The query is a Rust string, so your routing algorithm can be as simple as:

let route = if query.starts_with("SELECT") {
  // Route this to any replica.
  Route::read_any()
} else {
  // Send the query to a primary.
  Route::write_any()
}

Both read_any and write_any are typically used in a single shard configuration and tell pgDog that the shard number is not important. pgDog will send the query to the first shard in the configuration.

Return the output

The Output structure contains the routing decision and any additional metadata. Since our plugin parsed the query and decided to forward this query to a database without modifications, the return value for Output should be:

return Output::forward(route)

Not all plugins have to make a routing decision. For example, if your plugin just wants to count how many queries of a certain type your database receives but doesn't care about routing, you can tell pgDog to skip your plugin's routing decision:

return Output::skip()

pgDog will ignore this output and pass the query to the next plugin in the chain.

Parsing query parameters

PostgreSQL protocol has two ways to send queries to the database: using the simple query method with the parameters included in the query text, and the extended protocol which sends parameters separately to prevent SQL injection attacks and allow for query re-use (prepared statements).

The extended protocol is widely used, so queries your plugins will see will typically look like this:

SELECT * FROM users WHERE id = $1

If your plugin is sharding requests based on a hash (or some other function) of the "users"."id" column, you need to see the value of $1 before your plugin can make a decision.

pgDog supports parsing the extended protocol and provides the full query text and parameters to its plugins. You can access a specific parameter by calling Query::parameter:

if let Some(id) = query.parameter(0) {
  // Parse the parameter.
}

Note

PostgreSQL uses a lot of 1-based indexing, e.g. parameters and arrays start at 1. pgDog is more "rusty" and uses 0-based indexing. To access the first parameter in a query, index it by 0, not 1.

Parameters are encoded using PostgreSQL wire protocol, so they can be either UTF-8 text or binary. If they are text, which is often the case, you can access it like so:

if let Some(id) = id.as_str() {
  let id = id.parse::<i64>();
}

In the case of binary encoding, as_str() will return None and you can parse the binary encoding instead:

if let Ok(id) = id.as_bytes().try_into() {
  let id = i64::from_be_bytes(id);
}

While this may seem tedious at first, this provides the highest flexibility for parsing parameters. A plugin can use any kind of field for routing, e.g. cosine similarity of a vector column (to another), which requires parsing vector-encoded fields.

Note

As the project evolves, I expect we'll add more helpers to the pgdog-plugin crate to help parse parameters automatically.

SQL parsers

Parsing SQL manually can be error-prone, and there are multiple great SQL parsers you can pick off the shelf. The pgdog-routing plugin which ships with pgDog uses pg_query.rs, which in turn uses the internal PostgreSQL query parser. This ensures all valid PostgreSQL queries are recognized and parsed correctly.

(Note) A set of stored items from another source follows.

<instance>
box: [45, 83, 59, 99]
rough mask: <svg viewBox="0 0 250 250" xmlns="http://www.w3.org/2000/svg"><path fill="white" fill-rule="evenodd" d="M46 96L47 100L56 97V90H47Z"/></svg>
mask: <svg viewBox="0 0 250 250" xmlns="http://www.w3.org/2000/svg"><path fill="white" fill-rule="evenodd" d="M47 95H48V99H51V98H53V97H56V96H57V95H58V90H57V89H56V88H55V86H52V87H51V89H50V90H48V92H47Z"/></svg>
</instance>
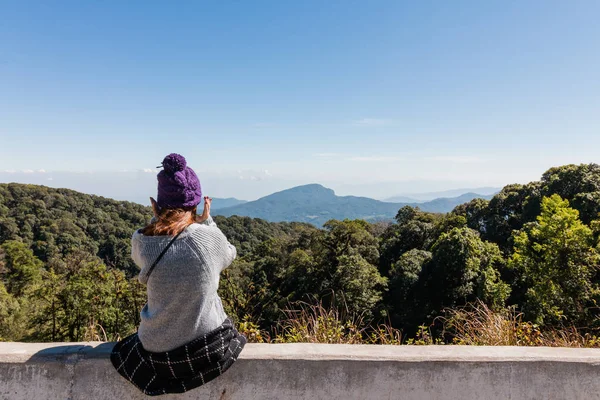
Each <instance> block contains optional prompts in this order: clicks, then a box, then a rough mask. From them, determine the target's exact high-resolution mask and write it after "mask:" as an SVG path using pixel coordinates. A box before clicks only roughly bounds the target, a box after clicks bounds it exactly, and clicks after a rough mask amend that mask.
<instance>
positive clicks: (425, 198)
mask: <svg viewBox="0 0 600 400" xmlns="http://www.w3.org/2000/svg"><path fill="white" fill-rule="evenodd" d="M501 189H502V188H497V187H480V188H470V189H452V190H445V191H442V192H429V193H409V194H406V195H400V196H394V197H389V198H386V199H384V200H383V201H387V202H389V203H403V202H407V199H412V200H413V201H414V202H416V203H422V202H426V201H431V200H435V199H439V198H455V197H460V196H462V195H464V194H469V193H472V194H475V193H477V197H479V196H489V195H494V194H496V193H498V192H499V191H500V190H501ZM408 202H410V200H409V201H408Z"/></svg>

Other SQL parsers in the Rust community include sqlparser which can parse many dialects, including other databases like MySQL, if you wanted to rewrite MySQL queries to PostgreSQL queries transparently for example.

Handling errors

Since plugins use the C ABI, pgDog is not able to catch panics inside plugins. Therefore, if a plugin panics, this will cause an abort and shutdown the pooler.

The vast majority of the Rust standard library and crates avoid panicking and return errors instead. Plugin code must check for error conditions and handle them internally. Notably, don't use unwrap() on Option or Result types and handle each case instead.

Note

Better error handling is on the roadmap, e.g. by using macros that wrap plugin code into a panic handler. That being said, since plugins do expose extern "C" functions, this limitation should be explicitely stated to plugin authors.

Learn more

pgDog plugins are in their infancy and many more features will be added over time. For now, the API is pretty bare bones but can already do useful things. Our bundled plugin we use for routing is called pgdog-routing and it can be used as the basis for your plugin development.